Mit einer "normalen" D5 sind es dann knapp 5cm Luft, ich denke da würde es kein Problem geben.


----------



## IICARUS (28. Dezember 2019)

*AW: Einstieg in die Welt der WaKü | Erste Fragen*

Das wird etwas knapp und wenn nichts umgeplantes dazwischen kommt könnte es noch passen.

Bei dem zweiten Adapter hast du kein Drehbares Stück, was bedeutet das du den Winkel nicht in gewünschter Richtung ausrichten kannst. Nimmst du statt einem normalem Doppelgewinde Adapter eines der Drehbar ist kommst wieder auf die Höhe des drehbaren Winkel Adpater. Also kannst du dir die zweite Variante sparen.

Die zweite Variante wäre nur dann ok wenn du das ganze ausgleichen könntest.
Zum Beispiel meine Anschlüsse an meinem Durflussanzeige, wo ich direkt an die Winkeladapter und der Schottverschraubung solche Doppelgewinde genutzt habe. Aber ich konnte das ganze zum einem an der Schottverschraubung ausgleichen und auch am Winkeladapter selber der auch drehbar ist.




			Dieser Inhalt steht nur eingeloggten Mitgliedern zur Verfügung.
        



Nicht wundern, mir ist vor zwei Tagen ein Rohr bei einem Umbau gebrochen, daher warte ich momentan auf eine Ersatzlieferung mit neuen Hardtube und habe provisorisch ein Schlauch verbaut.


----------



## DatPCnoob (28. Dezember 2019)

*AW: Einstieg in die Welt der WaKü | Erste Fragen*

Ich dachte mir schon, dass da doch ein Unterschied in den Winkeln sein muss...

Ich denke ich werde mir einfach die € sparen und auf die Next verzichten. Einen wirklichen Mehrwert bringt die auch nicht.

Bei einer normalen D5 mit oder ohne PWM? Da die Durchflussmenge ja relativ egal ist, sollte ja ein Stellrad reichen zur Einstellung. 
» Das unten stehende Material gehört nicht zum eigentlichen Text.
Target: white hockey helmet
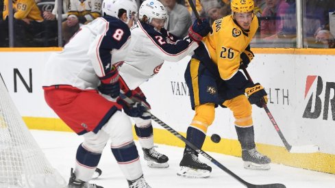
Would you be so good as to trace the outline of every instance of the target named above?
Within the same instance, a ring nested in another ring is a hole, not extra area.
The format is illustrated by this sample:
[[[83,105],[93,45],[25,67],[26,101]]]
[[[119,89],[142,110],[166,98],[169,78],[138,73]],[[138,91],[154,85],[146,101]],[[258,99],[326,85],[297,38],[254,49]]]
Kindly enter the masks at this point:
[[[135,0],[103,0],[102,2],[102,15],[106,14],[119,18],[120,9],[126,11],[129,21],[133,12],[137,14],[137,3]]]
[[[146,0],[142,3],[140,7],[140,20],[144,16],[148,18],[148,23],[151,22],[152,18],[166,19],[167,11],[165,7],[157,0]]]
Dann hab ich da insgesamt schon gut Luft. Und falls ich Bykski Radiatoren nehmen sollte, sind's nochmal 4mm mehr, weil das nur 28mm sind ^^

Das mit dem Schlauch fällt übrigens fast nicht auf, aber eine gute Anmerkung, ich denke ich sollte mir auch ein bisschen Schlauch und Fittings auf Reserve legen. Man weiß ja nie


----------



## IICARUS (28. Dezember 2019)

*AW: Einstieg in die Welt der WaKü | Erste Fragen*

Da du dir ein Qaudro kaufen möchtest  musst du die Next nicht zwingend haben, denn alles was sie mit bringt hast du dann mit dem Quadro auch mit dabei. Die Drehzahl muss ich bei mir nur hochdrehen wenn ich am befüllen und entlüften bin. Daher reicht normalerweise auch dieses Stellrad. Nur muss man da auch immer gut dran kommen. Da es auch passieren kann das diese Stelle so verbaut ist das du gar nicht mehr dran kommst, dann ist natürlich eine PWM Regelung was feines.
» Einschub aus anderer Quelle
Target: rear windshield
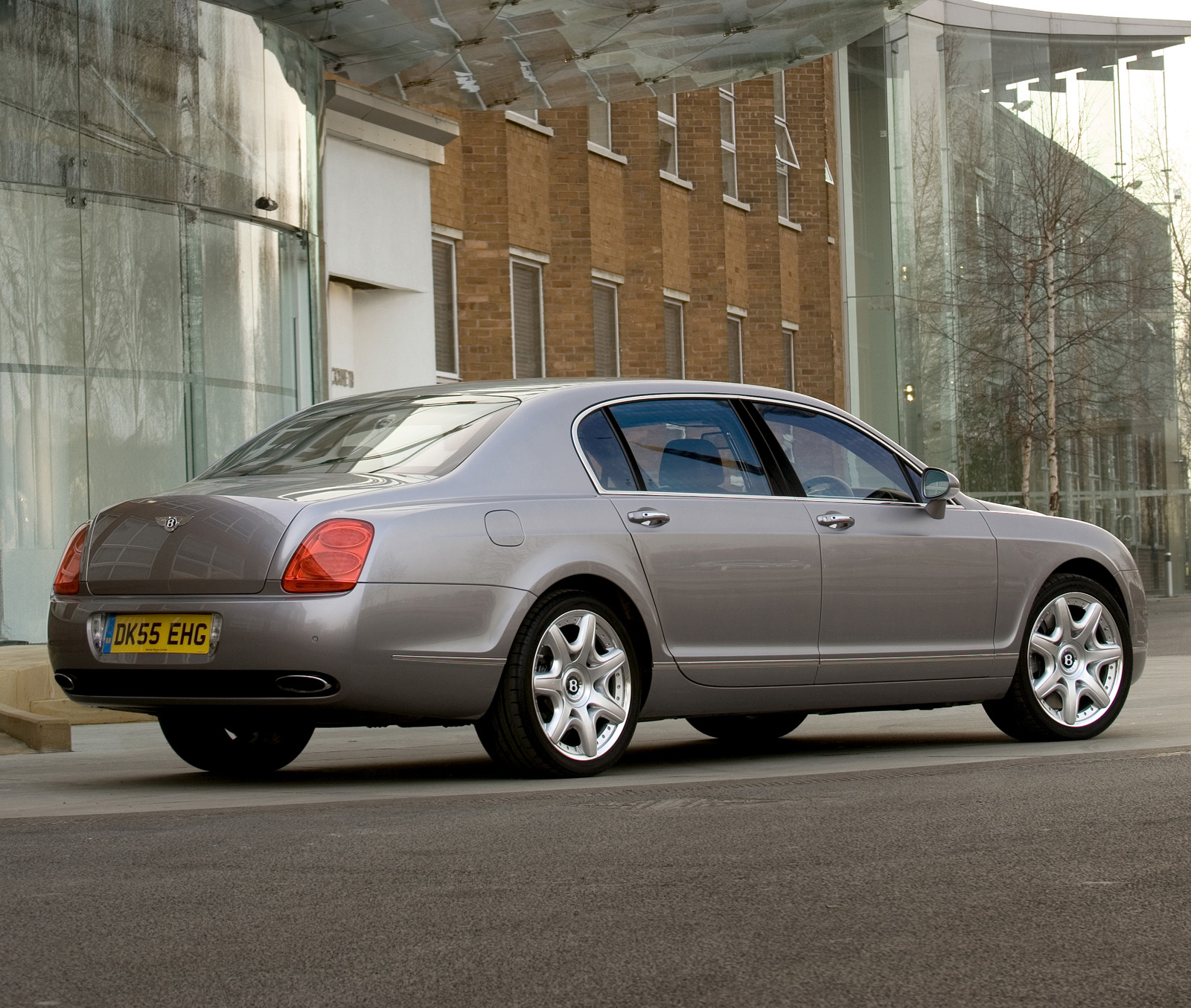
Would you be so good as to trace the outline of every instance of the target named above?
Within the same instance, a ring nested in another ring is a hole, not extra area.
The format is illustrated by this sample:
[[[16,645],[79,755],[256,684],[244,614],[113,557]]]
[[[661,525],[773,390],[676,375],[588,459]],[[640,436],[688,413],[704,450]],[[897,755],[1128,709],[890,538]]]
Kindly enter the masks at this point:
[[[369,396],[324,403],[244,442],[204,477],[442,475],[470,455],[518,403],[510,396]]]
Ja Schlauch hatte ich noch da, da ich ja von Schlauch auf Hardtube vor ein paar Wochen umgestiegen bin.
Ich bin mit  meinem Umbau auch noch nicht ganz fertig.


----------



## DatPCnoob (28. Dezember 2019)

*AW: Einstieg in die Welt der WaKü | Erste Fragen*



IICARUS schrieb:


> Da du dir ein Qaudro kaufen möchtest  musst du die Next nicht zwingend haben, denn alles was sie mit bringt hast du dann mit dem Quadro auch mit dabei. Die Drehzahl muss ich bei mir nur hochdrehen wenn ich am befüllen und entlüften bin. Daher reicht normalerweise auch dieses Stellrad. Nur muss man da auch immer gut dran kommen. Da es auch passieren kann das diese Stelle so verbaut ist das du gar nicht mehr dran kommst, dann ist natürlich eine PWM Regelung was feines.
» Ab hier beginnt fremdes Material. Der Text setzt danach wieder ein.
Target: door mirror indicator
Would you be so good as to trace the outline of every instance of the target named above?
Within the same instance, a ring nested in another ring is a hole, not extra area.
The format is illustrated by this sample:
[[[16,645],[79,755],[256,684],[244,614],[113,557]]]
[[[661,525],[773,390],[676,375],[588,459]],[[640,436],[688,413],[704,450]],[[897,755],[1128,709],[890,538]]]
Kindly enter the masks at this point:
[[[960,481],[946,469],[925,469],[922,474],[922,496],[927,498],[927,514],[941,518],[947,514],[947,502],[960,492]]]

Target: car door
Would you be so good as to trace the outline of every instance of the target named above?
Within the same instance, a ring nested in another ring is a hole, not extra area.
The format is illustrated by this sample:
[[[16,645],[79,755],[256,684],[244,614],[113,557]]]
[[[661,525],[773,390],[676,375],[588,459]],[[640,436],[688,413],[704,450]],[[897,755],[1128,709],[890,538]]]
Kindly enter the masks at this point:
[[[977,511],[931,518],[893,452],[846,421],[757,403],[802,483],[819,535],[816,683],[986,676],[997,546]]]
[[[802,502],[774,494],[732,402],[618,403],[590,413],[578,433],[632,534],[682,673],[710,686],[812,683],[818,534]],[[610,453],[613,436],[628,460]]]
Das mit dem Platz könnte ein wenig eng werden, wie wir oben gesehen haben  Demnach erscheint mir PWM doch sinnvoll(er).

Wäre dann das hier eine passende PWM Pumpe? Aquacomputer D5-Pumpenmechanik mit PWM-Eingang und Tachosignal | D5 Pumpen | D5 Serie | Pumpen | Wasserkuehlung | Aquatuning Germany Ich nehme an die Pumpe wird dann ebenfalls mittels Aquasuite gesteuert?


----------



## IICARUS (28. Dezember 2019)

*AW: Einstieg in die Welt der WaKü | Erste Fragen*

Die Pumpe ist gut, aber um sie mit der Aquasuite steuern zu können muss ein USB-Anschluss vorhanden sein, was bei der Pumpe nicht der Fall ist. Daher kannst du die Pumpe nur dann darüber steuern wenn du dazu eines der Lüfteranschlüsse des Quadro nutzt und dann per PWM regelst.


----------



## DatPCnoob (28. Dezember 2019)

*AW: Einstieg in die Welt der WaKü | Erste Fragen*



IICARUS schrieb:


> Die Pumpe ist gut, aber um sie mit der Aquasuite steuern zu können muss ein USB-Anschluss vorhanden sein, was bei der Pumpe nicht der Fall ist. Daher kannst du die Pumpe nur dann darüber steuern wenn du dazu eines der Lüfteranschlüsse des Quadro nutzt und dann per PWM regelst.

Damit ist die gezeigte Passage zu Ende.